The liner notes referenced in this article are from the 2014 reissue of Neroli on CD at All Saints Records. It is currently sold out.

A perfume accord is the basic character of a fragrance consisting of three or four blended notes that create a new aromatic impression. It's like using a mirepoix in cooking; the sum in flavor is different than the individual ingredients that comprise it.

A generative audio-visual installation utilizing Bloom made news last February, but smells weren't included in the communal mixed reality experience shaped by Bloom and Microsoft HoloLens.

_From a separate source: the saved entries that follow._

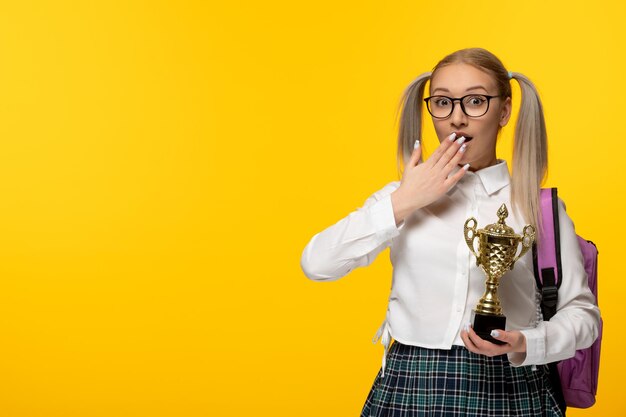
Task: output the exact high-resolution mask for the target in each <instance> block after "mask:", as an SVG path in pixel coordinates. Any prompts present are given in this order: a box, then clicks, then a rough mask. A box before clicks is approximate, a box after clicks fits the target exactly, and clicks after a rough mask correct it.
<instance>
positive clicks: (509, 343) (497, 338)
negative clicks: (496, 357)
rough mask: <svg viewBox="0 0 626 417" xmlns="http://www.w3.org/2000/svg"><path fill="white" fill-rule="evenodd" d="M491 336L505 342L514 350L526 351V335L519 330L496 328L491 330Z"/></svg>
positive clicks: (518, 351) (497, 339)
mask: <svg viewBox="0 0 626 417" xmlns="http://www.w3.org/2000/svg"><path fill="white" fill-rule="evenodd" d="M491 337H493V338H494V339H497V340H500V341H502V342H504V343H506V344H507V345H508V346H510V347H511V348H512V349H513V351H514V352H525V351H526V337H525V336H524V334H523V333H521V332H518V331H510V332H507V331H506V330H500V329H497V330H492V331H491Z"/></svg>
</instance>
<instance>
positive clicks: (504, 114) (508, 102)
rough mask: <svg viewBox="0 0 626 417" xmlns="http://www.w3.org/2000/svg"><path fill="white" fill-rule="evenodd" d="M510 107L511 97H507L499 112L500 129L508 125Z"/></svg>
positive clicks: (510, 106) (508, 120)
mask: <svg viewBox="0 0 626 417" xmlns="http://www.w3.org/2000/svg"><path fill="white" fill-rule="evenodd" d="M512 107H513V105H512V104H511V97H507V98H506V100H504V104H503V105H502V111H501V112H500V121H499V124H500V127H504V126H506V124H507V123H509V119H510V118H511V109H512Z"/></svg>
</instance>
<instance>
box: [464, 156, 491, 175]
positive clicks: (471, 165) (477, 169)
mask: <svg viewBox="0 0 626 417" xmlns="http://www.w3.org/2000/svg"><path fill="white" fill-rule="evenodd" d="M497 163H498V158H496V156H495V155H494V156H493V157H492V158H490V159H489V160H488V161H478V162H475V163H474V164H472V165H470V167H469V170H470V171H472V172H476V171H480V170H481V169H483V168H487V167H490V166H494V165H496V164H497Z"/></svg>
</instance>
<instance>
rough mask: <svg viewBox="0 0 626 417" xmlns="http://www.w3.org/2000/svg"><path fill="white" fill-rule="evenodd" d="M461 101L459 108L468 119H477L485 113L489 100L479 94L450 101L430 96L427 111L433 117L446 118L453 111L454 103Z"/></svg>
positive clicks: (441, 97)
mask: <svg viewBox="0 0 626 417" xmlns="http://www.w3.org/2000/svg"><path fill="white" fill-rule="evenodd" d="M456 100H459V101H462V103H463V105H462V106H461V108H462V109H463V110H464V112H465V114H466V115H468V116H470V117H478V116H482V115H483V114H485V113H487V109H488V108H489V99H488V98H487V97H485V96H484V95H481V94H474V95H471V96H465V97H462V98H461V99H452V98H451V97H446V96H432V97H431V98H430V100H428V110H429V111H430V114H432V115H433V116H434V117H448V116H449V115H450V114H451V113H452V110H453V103H454V101H456Z"/></svg>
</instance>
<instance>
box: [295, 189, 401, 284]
mask: <svg viewBox="0 0 626 417" xmlns="http://www.w3.org/2000/svg"><path fill="white" fill-rule="evenodd" d="M399 185H400V182H399V181H394V182H392V183H389V184H387V185H385V186H384V187H383V188H382V189H380V190H378V191H376V192H375V193H374V194H372V195H371V196H369V197H368V198H367V199H366V200H365V203H364V204H363V206H361V207H360V208H358V209H356V210H354V211H353V212H351V213H349V214H348V215H347V216H346V217H344V218H343V219H341V220H339V221H338V222H337V223H335V224H333V225H331V226H329V227H328V228H326V229H324V230H322V231H321V232H319V233H317V234H316V235H314V236H313V238H311V240H310V241H309V243H308V244H307V245H306V247H305V248H304V251H303V252H302V257H301V259H300V266H301V267H302V271H303V272H304V274H305V275H306V276H307V277H308V278H309V279H312V280H315V281H335V280H337V279H339V278H341V277H343V276H345V275H347V274H348V273H349V272H350V271H352V270H353V269H355V268H357V267H361V266H367V265H369V264H371V263H372V262H373V261H374V259H375V258H376V256H378V254H379V253H380V252H382V251H383V250H384V249H385V248H387V247H388V246H389V245H390V244H391V241H392V239H393V238H394V237H396V236H398V235H399V234H400V231H401V230H402V229H403V228H404V221H403V222H402V223H401V224H400V225H399V226H396V220H395V216H394V213H393V207H392V204H391V193H392V192H393V191H394V190H396V189H397V188H398V187H399Z"/></svg>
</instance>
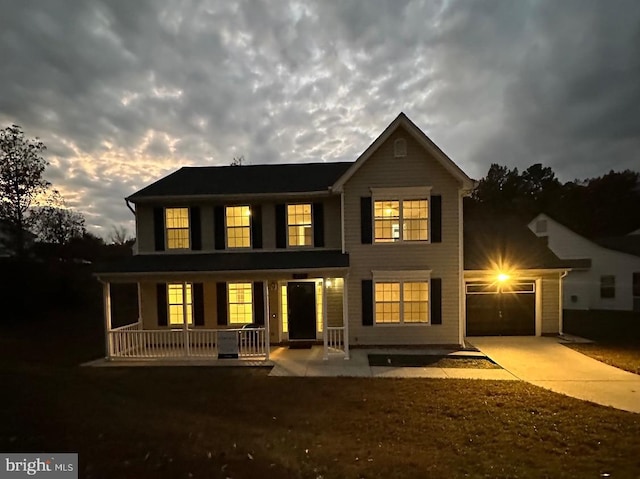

"Brian Eno Smells" took place on February 21, 2018 at the Ann Arbor District Library, in Ann Arbor, Michigan. I introduced the Bloom app at the Smell & Tell and 40 people smelled Musk Ambrette while the Bloom app operated in Ambrette mode. The purpose was to encourage personal olfactory lexicon via intersensing, a form of multisensory learning. You can read about the Smell & Tell event here. Special thanks to Christopher Porter who covered the event as a journalist and participant. Porter rocked a stylish coif a là David Bowie on the cover of Low, one of three albums in the Bowie "Berlin Trilogy" that Brian Eno worked on.